When did the DNA become longer? Did it adjust by itself over time or was there cross pollination.
Cross pollination with what? It comes originally from rice. Are you suggesting that cross pollination between two maize breeds would make the DNA longer? I'm not sure that's how it works at all. It's not just pick a bunch of DNA and put it in a blender.
The DNA has become longer over long time, in small increments. That's how it works.
With poultry care has to be taken otherwise the rate of obvious deformities goes up. With the best selections the birds will be bigger or even smaller. Depends what is required.
And it's small changes over several generations. If birds get bigger or smaller would that mean they're less fit or more fit for how they are selected? According to Mendel's Accountant they can't be selected to become better, only worse. Right?
The genetic material is different, but is there more or less?
Sometimes more. Most times not changed much.
If a group of poultry became inbreed it could have a problem surviving eventually.
Only if you have cases of founders effect. Mendel's Accountant seems to be based on a strict founder effect bottleneck, and not much more. I read somewhere there's no example of admixture or drift in it. And I have a feeling epigenetics isn't in there either, nor transposons or retro-transposons or ERVs or ... Also, ecological systems are much more complex.
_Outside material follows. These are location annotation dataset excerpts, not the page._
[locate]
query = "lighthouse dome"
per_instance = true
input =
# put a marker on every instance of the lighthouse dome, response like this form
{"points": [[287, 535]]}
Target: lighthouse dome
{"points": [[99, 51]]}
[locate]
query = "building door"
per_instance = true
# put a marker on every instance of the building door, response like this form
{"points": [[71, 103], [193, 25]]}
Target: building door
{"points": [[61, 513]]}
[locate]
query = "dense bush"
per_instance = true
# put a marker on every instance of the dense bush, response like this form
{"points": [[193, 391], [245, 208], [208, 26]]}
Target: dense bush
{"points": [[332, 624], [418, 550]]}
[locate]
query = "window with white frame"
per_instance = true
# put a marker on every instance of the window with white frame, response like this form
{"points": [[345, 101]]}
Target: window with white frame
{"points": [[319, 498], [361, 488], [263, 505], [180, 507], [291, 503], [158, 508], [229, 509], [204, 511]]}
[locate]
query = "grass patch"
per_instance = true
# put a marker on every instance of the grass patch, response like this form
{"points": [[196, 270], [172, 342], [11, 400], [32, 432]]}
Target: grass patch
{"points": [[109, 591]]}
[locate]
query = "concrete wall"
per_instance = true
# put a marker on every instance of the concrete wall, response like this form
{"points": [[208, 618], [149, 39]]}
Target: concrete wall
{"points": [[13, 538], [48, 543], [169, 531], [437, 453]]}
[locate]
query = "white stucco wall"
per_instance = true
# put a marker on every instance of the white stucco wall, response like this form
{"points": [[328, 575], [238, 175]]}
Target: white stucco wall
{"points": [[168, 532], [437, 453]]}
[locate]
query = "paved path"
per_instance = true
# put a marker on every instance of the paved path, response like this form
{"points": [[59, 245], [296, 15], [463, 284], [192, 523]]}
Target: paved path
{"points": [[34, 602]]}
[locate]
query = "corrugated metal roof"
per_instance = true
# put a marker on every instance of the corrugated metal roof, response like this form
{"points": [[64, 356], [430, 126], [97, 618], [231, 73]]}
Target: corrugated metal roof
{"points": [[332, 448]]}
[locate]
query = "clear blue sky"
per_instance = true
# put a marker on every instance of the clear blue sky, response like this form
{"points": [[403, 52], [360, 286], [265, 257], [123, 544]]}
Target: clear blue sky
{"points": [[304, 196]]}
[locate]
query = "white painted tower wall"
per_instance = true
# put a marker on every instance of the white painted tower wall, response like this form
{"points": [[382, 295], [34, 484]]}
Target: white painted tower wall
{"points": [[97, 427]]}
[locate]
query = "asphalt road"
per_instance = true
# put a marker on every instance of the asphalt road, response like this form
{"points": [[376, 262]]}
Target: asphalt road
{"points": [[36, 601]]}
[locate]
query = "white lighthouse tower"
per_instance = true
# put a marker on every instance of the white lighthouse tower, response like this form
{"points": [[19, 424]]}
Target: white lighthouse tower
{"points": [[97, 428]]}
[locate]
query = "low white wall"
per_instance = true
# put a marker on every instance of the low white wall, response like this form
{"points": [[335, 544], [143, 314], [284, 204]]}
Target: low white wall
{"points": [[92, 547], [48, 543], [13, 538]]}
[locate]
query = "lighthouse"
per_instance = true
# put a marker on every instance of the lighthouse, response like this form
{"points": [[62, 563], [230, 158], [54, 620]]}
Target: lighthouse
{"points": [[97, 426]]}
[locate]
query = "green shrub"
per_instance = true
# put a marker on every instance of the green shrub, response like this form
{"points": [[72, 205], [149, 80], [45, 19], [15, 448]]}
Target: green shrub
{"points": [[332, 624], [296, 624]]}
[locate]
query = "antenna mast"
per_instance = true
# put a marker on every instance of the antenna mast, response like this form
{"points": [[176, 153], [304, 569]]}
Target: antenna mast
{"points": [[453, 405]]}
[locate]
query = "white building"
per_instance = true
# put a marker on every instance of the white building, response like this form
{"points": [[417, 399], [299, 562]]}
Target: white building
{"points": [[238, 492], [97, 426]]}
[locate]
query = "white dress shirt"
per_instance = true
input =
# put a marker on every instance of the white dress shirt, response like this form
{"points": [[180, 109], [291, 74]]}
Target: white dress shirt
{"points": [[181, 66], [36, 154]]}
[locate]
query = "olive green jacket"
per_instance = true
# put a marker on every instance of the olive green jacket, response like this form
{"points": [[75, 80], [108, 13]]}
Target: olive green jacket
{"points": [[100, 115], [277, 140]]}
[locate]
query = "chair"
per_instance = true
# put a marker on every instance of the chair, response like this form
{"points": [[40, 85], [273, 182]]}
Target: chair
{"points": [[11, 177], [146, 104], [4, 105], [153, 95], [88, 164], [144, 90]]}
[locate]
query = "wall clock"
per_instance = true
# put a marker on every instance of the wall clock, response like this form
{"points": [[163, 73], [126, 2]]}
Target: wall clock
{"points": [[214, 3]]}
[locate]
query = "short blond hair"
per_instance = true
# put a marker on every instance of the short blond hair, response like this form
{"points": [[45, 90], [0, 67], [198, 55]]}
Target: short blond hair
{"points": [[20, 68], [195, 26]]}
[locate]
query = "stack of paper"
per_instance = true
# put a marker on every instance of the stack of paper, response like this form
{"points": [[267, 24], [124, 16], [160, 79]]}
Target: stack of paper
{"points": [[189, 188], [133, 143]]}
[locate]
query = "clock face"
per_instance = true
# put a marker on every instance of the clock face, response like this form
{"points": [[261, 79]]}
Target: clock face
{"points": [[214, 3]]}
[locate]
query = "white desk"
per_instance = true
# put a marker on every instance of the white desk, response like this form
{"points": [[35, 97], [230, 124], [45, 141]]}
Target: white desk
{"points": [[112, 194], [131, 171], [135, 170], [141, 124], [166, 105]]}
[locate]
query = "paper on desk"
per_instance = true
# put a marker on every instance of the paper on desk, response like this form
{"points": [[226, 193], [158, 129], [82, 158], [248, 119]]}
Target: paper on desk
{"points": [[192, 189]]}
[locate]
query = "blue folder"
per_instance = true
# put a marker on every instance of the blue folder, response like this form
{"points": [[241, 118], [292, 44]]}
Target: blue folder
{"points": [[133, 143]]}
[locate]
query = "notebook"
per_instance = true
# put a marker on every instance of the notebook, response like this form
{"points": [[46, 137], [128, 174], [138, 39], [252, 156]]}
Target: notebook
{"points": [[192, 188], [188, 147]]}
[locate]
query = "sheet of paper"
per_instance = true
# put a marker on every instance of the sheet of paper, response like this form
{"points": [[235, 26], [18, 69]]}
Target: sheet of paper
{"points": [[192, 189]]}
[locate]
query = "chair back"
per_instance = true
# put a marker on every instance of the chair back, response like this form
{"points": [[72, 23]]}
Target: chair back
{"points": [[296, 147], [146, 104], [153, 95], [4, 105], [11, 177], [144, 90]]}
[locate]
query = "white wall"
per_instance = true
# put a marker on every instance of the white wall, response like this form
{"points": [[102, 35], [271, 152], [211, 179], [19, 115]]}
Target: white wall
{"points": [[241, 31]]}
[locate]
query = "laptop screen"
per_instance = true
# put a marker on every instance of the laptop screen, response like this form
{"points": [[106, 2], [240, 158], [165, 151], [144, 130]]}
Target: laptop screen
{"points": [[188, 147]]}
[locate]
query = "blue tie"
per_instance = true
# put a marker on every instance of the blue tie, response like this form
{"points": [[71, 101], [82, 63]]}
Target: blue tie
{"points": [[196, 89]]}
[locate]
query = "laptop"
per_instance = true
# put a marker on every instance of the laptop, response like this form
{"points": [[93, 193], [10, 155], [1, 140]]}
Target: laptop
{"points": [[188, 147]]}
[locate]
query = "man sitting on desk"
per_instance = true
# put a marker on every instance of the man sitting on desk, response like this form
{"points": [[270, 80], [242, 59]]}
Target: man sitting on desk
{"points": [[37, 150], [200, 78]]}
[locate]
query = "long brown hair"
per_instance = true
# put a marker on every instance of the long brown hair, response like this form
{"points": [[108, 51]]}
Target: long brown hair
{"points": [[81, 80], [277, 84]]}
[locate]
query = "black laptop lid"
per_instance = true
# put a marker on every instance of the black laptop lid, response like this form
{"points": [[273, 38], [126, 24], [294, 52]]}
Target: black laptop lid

It's not enough to just put a simple culture in one static environment without interactions. Stale water and such...
It would need a few different groups separated from each other and then introduced. How many groups that would be needed is unknown.
Correct. That's something you probably would do, and I suspect the software doesn't do this, but you can correct me on this if I'm wrong.
The maize could have crossed with a variety that actually died out. Or it died out itself. This could happen many times. When this happened the maize that died out introduced enough material to ensure the survival of the eventual corn plant.
So... you're saying that there were some kind of super-maize 50,000 years ago that has stayed almost unchanged until now, and the maize we have from 10,000 years ago somehow had a drastic reduction in gene material? That would contradict what you're saying even more!!! If it's supposed to decrease on a constant basis, how can it do it super-quick for the "wrong" maize we're testing against, but not decrease almost at all for the "right" maize up until our modern corn? It doesn't make sense at all. This would contradict your idea of reducing gene material completely.